I’m not naive, my ex before I met DH was incredibly financially controlling and I was young and stupid naive. I can spot the signs of it from a mile off now!

Would I like to have my own savings? Of course, so would my DH. When my DC are of school age I’m going back to work and I’m hoping that’s when we can start to build on that. But I would never keep it secret or consider it a running away fund.

RedPanda2 · 22/07/2019 14:45

I love my partner, he loves me. He is wonderful. I still have my own bank accounts and savings because you never know. There have been countless threads of people whose partners chuck them out with no warning.

Aragog · 22/07/2019 14:45

We have all shared accounts and have done since we moved in together some 23 years. DH now earns substantially more than I do and has done for a while now.

However, all shared accounts are equally accessible to both of us. Neither of us has to ask to spend money, though for larger purchases we would do anyway. We both have full access to the accounts and our names are on both equally.

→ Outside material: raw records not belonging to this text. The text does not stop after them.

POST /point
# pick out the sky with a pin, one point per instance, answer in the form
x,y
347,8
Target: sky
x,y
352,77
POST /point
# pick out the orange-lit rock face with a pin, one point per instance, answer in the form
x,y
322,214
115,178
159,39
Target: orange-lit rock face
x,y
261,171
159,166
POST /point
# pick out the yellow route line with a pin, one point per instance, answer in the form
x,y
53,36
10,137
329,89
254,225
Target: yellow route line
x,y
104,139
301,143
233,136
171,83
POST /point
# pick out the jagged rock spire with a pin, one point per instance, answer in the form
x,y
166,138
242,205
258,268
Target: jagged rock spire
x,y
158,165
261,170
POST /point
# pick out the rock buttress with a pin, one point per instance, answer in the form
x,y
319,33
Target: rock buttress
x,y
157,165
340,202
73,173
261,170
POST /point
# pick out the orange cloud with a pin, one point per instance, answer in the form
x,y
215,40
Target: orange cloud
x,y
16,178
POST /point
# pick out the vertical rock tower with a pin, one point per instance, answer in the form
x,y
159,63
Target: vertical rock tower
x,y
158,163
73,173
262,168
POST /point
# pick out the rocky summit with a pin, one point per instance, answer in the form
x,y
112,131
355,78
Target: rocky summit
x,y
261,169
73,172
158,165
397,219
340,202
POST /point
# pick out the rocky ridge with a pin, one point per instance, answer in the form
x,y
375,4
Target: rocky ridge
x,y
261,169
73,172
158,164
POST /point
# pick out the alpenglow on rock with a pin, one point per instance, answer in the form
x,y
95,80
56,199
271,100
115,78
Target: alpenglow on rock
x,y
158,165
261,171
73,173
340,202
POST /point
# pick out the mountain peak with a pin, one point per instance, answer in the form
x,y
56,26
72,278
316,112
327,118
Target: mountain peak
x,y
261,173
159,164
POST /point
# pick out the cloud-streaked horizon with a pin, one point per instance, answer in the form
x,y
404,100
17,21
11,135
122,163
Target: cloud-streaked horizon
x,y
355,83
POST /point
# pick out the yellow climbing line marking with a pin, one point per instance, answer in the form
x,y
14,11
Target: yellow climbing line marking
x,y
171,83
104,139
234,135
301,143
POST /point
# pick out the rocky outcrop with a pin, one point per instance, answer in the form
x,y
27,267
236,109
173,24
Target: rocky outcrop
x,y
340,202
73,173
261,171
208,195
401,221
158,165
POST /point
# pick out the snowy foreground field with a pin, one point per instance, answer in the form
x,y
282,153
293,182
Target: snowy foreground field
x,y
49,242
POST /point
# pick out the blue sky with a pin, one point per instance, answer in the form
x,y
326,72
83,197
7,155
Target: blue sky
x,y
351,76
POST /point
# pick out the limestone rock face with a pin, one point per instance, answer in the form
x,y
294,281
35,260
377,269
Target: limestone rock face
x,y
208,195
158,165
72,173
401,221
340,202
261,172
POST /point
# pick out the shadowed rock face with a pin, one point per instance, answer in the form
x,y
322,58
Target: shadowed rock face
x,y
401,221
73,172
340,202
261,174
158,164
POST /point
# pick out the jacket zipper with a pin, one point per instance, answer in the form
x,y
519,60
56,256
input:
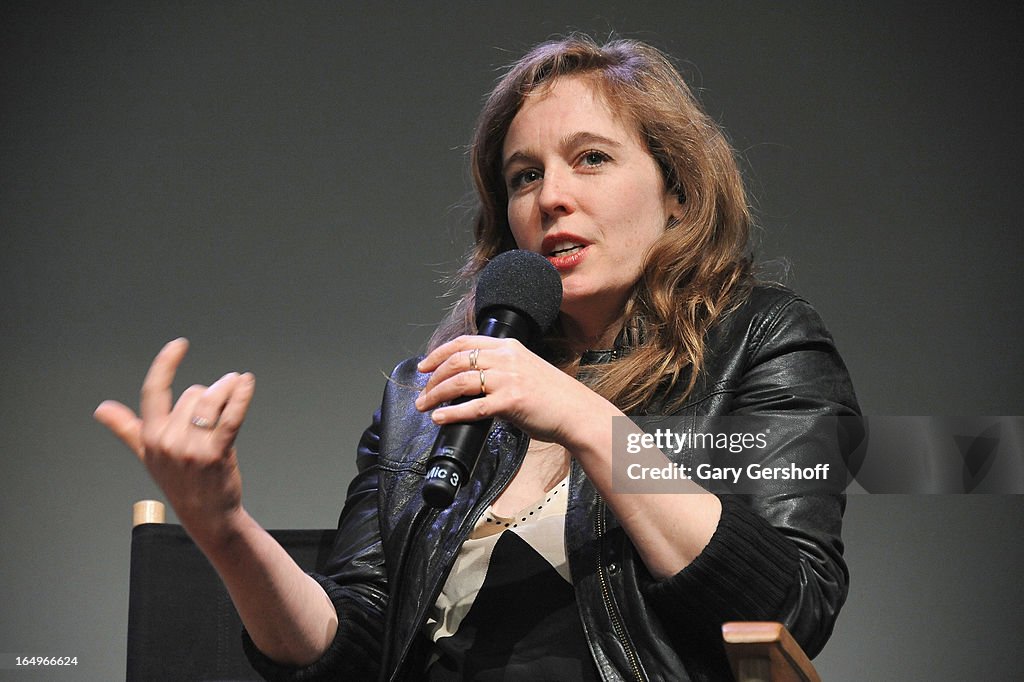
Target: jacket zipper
x,y
609,605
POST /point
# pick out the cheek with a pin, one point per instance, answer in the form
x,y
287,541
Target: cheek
x,y
518,223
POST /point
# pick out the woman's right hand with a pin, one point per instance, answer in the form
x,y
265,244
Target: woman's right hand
x,y
187,446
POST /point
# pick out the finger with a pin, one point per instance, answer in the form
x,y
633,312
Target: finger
x,y
470,383
235,412
156,397
122,422
445,350
211,401
462,360
470,411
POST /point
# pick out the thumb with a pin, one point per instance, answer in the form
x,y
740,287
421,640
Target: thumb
x,y
123,423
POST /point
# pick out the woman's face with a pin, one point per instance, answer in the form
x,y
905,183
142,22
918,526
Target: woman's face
x,y
586,194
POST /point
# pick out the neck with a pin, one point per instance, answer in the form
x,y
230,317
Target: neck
x,y
593,336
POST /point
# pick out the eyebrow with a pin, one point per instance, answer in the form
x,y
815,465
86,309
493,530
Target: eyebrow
x,y
568,141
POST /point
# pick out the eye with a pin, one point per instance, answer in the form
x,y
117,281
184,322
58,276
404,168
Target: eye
x,y
523,177
593,158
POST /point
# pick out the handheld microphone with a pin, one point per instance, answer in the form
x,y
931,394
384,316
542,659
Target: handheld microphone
x,y
518,294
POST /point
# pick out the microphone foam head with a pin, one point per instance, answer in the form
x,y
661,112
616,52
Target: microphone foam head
x,y
522,281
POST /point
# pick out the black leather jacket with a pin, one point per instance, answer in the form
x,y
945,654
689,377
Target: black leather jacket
x,y
773,556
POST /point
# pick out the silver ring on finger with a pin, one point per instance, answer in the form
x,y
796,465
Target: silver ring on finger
x,y
203,422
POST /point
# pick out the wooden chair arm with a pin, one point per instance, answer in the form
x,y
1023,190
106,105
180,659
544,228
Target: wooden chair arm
x,y
766,652
147,511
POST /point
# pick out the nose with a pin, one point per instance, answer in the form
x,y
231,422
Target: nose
x,y
556,196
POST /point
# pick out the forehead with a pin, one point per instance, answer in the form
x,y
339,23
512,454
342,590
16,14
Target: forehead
x,y
566,105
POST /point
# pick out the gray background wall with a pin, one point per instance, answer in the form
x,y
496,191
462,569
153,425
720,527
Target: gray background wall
x,y
286,183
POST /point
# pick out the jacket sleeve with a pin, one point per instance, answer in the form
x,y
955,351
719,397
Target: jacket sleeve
x,y
777,554
357,585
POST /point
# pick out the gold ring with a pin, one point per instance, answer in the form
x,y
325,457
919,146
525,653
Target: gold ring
x,y
202,422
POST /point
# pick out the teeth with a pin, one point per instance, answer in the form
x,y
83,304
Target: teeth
x,y
565,248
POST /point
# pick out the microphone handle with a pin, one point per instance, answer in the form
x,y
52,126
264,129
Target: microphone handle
x,y
458,446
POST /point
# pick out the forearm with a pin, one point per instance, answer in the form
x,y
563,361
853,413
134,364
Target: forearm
x,y
286,612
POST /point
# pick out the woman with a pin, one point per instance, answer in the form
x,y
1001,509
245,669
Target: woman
x,y
599,159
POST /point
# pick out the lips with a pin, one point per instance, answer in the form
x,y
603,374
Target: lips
x,y
563,250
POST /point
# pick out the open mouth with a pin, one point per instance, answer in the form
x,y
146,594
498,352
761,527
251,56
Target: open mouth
x,y
566,249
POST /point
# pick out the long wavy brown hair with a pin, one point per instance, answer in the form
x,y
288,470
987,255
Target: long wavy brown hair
x,y
692,275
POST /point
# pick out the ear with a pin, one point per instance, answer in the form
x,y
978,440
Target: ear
x,y
674,200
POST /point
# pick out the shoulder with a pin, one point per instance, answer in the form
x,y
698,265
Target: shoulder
x,y
771,315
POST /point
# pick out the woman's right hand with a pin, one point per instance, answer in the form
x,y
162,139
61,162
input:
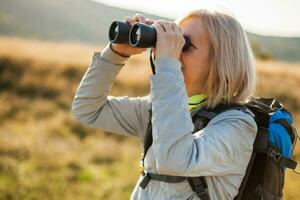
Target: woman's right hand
x,y
125,49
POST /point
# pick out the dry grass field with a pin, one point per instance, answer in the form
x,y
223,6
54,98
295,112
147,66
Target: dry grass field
x,y
46,154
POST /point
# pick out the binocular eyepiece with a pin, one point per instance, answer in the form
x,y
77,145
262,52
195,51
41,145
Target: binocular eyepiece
x,y
138,35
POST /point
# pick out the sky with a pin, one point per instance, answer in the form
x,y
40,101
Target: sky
x,y
264,17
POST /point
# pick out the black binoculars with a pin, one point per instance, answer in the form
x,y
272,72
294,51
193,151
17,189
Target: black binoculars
x,y
138,35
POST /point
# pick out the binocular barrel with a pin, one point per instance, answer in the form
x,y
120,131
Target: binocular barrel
x,y
138,35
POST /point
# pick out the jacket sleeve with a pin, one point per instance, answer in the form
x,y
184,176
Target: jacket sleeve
x,y
223,147
93,107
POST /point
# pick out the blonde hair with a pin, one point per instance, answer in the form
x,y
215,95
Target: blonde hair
x,y
232,63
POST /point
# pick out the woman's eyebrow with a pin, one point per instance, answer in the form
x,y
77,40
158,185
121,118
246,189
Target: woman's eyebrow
x,y
193,39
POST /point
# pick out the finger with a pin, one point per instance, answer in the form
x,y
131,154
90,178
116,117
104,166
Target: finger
x,y
176,28
167,26
128,20
158,27
140,18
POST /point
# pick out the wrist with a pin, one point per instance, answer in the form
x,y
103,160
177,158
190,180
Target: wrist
x,y
120,54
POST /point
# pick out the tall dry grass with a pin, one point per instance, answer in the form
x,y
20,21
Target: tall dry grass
x,y
46,154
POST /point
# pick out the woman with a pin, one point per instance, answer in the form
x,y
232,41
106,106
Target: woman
x,y
218,67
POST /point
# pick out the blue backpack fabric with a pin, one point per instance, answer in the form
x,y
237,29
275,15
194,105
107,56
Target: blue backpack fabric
x,y
278,135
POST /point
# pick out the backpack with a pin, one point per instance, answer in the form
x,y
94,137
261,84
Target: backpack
x,y
272,150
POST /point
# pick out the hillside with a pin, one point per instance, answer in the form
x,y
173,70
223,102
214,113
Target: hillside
x,y
88,21
45,153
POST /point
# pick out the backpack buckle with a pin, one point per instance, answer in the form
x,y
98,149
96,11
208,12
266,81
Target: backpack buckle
x,y
274,154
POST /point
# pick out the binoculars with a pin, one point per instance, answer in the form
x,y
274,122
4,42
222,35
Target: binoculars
x,y
138,35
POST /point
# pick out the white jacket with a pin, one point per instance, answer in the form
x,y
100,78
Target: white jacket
x,y
220,152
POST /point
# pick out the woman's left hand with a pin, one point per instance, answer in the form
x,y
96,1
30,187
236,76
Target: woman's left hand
x,y
170,40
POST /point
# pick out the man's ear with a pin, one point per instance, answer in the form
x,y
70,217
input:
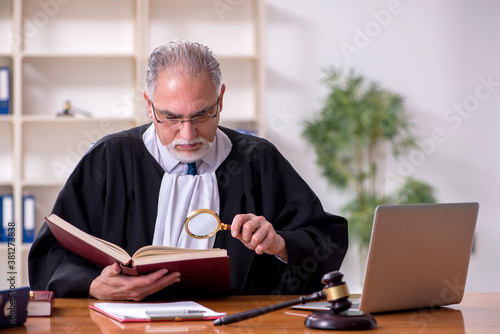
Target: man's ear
x,y
222,90
148,103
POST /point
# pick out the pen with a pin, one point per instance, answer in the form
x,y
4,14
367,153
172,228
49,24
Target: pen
x,y
173,314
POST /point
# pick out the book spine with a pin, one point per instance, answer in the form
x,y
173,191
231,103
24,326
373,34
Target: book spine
x,y
4,90
29,209
7,214
13,303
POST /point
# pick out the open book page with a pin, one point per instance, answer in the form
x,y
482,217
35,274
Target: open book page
x,y
153,254
69,230
130,312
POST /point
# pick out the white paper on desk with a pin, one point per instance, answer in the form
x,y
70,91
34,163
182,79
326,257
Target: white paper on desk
x,y
137,311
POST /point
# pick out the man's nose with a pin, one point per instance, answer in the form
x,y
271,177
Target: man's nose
x,y
188,130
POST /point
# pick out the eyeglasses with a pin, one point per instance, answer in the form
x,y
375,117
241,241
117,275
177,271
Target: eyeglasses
x,y
176,123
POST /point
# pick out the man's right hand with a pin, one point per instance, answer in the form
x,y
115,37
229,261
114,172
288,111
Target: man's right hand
x,y
112,285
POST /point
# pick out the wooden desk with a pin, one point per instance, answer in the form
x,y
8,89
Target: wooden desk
x,y
478,313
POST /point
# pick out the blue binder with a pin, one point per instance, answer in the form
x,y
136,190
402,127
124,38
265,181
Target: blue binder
x,y
29,218
4,90
6,216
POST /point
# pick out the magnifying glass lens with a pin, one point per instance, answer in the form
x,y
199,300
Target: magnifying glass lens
x,y
202,224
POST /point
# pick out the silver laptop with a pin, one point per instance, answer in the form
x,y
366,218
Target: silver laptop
x,y
418,257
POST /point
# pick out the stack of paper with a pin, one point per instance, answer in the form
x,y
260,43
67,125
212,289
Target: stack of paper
x,y
139,312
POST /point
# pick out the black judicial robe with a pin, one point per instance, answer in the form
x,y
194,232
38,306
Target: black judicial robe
x,y
113,194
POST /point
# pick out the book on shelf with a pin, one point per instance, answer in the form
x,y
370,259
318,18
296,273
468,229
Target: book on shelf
x,y
204,270
4,90
29,219
146,312
41,303
13,303
7,216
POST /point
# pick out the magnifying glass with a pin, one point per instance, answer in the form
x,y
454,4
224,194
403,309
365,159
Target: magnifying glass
x,y
203,223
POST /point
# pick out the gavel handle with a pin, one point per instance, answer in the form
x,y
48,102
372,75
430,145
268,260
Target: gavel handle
x,y
229,319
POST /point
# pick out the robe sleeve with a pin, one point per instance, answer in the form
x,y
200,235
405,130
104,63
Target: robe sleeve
x,y
111,194
51,267
257,179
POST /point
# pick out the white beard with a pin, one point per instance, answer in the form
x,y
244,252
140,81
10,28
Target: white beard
x,y
189,156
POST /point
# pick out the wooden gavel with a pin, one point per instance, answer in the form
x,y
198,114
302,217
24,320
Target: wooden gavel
x,y
335,292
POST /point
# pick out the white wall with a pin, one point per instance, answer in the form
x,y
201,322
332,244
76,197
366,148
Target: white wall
x,y
438,55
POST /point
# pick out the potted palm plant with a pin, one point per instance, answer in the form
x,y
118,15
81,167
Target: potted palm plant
x,y
358,125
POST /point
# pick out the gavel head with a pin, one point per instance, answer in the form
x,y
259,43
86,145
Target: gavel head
x,y
336,291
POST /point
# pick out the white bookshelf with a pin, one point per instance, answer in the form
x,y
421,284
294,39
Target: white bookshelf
x,y
94,54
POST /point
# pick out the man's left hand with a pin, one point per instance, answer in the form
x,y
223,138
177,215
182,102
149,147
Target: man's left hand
x,y
257,234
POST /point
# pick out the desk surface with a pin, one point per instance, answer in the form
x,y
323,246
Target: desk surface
x,y
478,313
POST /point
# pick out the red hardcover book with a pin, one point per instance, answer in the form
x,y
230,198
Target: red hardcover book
x,y
41,303
205,270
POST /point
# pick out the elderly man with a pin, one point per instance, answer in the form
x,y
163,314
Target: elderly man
x,y
135,188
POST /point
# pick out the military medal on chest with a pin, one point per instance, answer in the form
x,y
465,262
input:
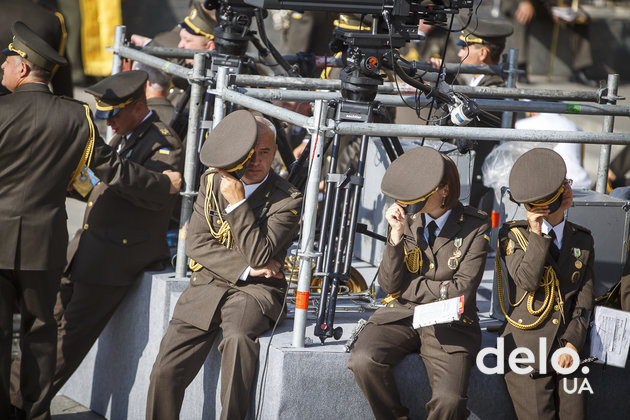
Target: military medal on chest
x,y
577,253
453,262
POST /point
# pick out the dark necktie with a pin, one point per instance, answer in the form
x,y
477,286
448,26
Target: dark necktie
x,y
553,249
432,228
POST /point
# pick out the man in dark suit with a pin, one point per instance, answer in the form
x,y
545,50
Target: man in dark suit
x,y
48,25
156,91
117,227
239,234
483,43
46,143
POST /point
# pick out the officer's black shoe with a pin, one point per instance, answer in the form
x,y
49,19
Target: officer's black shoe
x,y
522,74
17,413
579,76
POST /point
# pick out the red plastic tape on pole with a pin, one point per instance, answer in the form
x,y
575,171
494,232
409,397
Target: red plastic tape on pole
x,y
301,301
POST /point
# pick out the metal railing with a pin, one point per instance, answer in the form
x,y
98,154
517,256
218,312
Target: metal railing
x,y
243,90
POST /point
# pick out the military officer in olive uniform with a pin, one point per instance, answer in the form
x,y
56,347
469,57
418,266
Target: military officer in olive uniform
x,y
546,249
483,43
46,142
239,234
48,25
116,227
434,254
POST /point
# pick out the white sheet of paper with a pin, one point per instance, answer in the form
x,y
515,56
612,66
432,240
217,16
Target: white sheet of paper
x,y
440,312
610,336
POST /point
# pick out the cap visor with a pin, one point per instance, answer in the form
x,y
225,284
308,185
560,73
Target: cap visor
x,y
190,30
7,51
103,115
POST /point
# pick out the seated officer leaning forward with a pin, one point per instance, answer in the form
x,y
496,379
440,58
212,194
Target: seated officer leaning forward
x,y
239,234
550,262
437,253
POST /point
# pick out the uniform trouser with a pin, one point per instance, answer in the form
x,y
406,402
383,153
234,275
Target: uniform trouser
x,y
381,347
35,292
544,398
82,311
185,347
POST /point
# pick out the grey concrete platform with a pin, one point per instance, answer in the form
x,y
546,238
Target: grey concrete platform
x,y
307,383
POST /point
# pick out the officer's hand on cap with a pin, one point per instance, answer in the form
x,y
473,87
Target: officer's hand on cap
x,y
231,188
535,217
395,216
176,180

We do have some individual savings plans. Infact much of the saving is actually in my name. Again I know about them all and how to access them, though we normally use our IFA for dealing with them. We also both have pension schemes set up individually.

Whilst I am financially dependent on having the current lifestyle we lead we are very much a partnership, I do have the means to support myself should I need too - both through work and savings.